Gerhard Eschelbeck
Über den Peuerbacher, der das Silicon Valley eroberte

Als russische Hacker die Olympischen Winterspiele 2018 lahmlegen wollten, wurde Gerhard Eschelbeck zu Hilfe gerufen. | Foto: Eschelbeck
4Bilder
  • Als russische Hacker die Olympischen Winterspiele 2018 lahmlegen wollten, wurde Gerhard Eschelbeck zu Hilfe gerufen.
  • Foto: Eschelbeck
  • hochgeladen von Susanne Straif

Gerhard Eschelbeck gilt als einer der globalen IT-Experten schlechthin. Der gebürtige Peuerbacher hantelte sich an die Weltspitze – und blieb der Heimat doch stets verbunden. Im Februar verwandelt sich die Sternenstadt unter seiner Mitwirkung in das Silicon Valley Österreichs.
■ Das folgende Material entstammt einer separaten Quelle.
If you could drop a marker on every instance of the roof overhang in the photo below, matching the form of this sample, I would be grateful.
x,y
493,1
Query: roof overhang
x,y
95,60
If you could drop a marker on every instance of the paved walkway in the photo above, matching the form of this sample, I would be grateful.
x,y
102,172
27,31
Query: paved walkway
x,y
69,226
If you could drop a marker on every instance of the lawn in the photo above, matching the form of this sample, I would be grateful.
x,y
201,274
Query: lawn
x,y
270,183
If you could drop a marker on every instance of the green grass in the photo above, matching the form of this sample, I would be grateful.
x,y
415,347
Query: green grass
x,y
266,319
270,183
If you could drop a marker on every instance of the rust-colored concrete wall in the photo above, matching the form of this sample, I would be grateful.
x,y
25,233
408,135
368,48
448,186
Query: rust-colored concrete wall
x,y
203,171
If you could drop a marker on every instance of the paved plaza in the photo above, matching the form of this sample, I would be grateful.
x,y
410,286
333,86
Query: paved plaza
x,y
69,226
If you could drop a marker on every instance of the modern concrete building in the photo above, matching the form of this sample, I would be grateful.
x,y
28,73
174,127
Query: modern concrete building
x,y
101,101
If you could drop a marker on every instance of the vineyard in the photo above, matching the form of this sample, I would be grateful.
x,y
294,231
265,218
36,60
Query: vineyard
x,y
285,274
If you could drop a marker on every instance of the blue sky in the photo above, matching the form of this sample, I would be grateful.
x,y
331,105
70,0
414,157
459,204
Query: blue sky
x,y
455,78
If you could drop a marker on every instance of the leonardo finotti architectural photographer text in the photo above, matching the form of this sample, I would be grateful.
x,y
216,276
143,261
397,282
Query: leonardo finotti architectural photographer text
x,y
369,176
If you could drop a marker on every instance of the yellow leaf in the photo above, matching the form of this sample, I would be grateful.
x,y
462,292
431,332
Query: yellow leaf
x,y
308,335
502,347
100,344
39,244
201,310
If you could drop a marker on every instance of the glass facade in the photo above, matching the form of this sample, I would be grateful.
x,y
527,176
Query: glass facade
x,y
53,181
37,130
PEUERBACH, KALIFORNIEN. Nach der HTL für Nachrichtentechnik & Elektronik in Braunau und anschließendem Informatikstudium sowie Habilitation an der Johannes Kepler Universität Linz legte Gerhard Eschelbeck eine Karriere hin, wie sie im Buche steht: Ein von ihm gegründetes Unternehmen wurde vom US-Computersicherheitskonzern McAfee erworben und der Peuerbacher somit ins Unternehmen nach Kalifornien geholt. Der Grundstein für Eschelbecks Karriere im Silicon Valley war damit gelegt. Von 2014 bis 2019 war der IT-Experte stellvertretender Sicherheitschef bei Google. Seit Oktober 2022 ist er Chief Security Officer von Kodiak Robotics. Mit seiner Familie lebt Eschelbeck in Cupertino – mitten im Silicon Valley, wo auch Apple zuhause ist und renommierte Universitäten wie Stanford angesiedelt sind. Dort, wo "entgegen jeder Erwartung Jeans zur Dienstkleidung gehören".

BezirksRundSchau: Ihr Lebenslauf ist beeindruckend. Welcher Augenblick Ihrer Karriere oder welche Errungenschaft ist besonders erinnerungswürdig?
Gerhard Eschelbeck: Im Rückblick freut es mich sehr, dass ich in den letzten 30 Jahren mit den besten Köpfen der Welt maßgeblich an der Entwicklung von Computersicherheit mitarbeiten durfte. Wichtig war dabei immer die Zusammenarbeit im Team. Die Aufgaben waren immer herausfordernd, sowohl im kleinen Start-up, das wir in Linz gründeten, als auch die Sicherung der größten Computing-Plattform der Welt bei Google. Unsere Arbeit erfolgt im Hintergrund rund um die Uhr und ist oft wenig sichtbar. Das war und ist bei einem Konzern wie Google mit Millionen von Benutzern und astronomischen Datenmengen eine herausfordernde und sehr intensive Aufgabe.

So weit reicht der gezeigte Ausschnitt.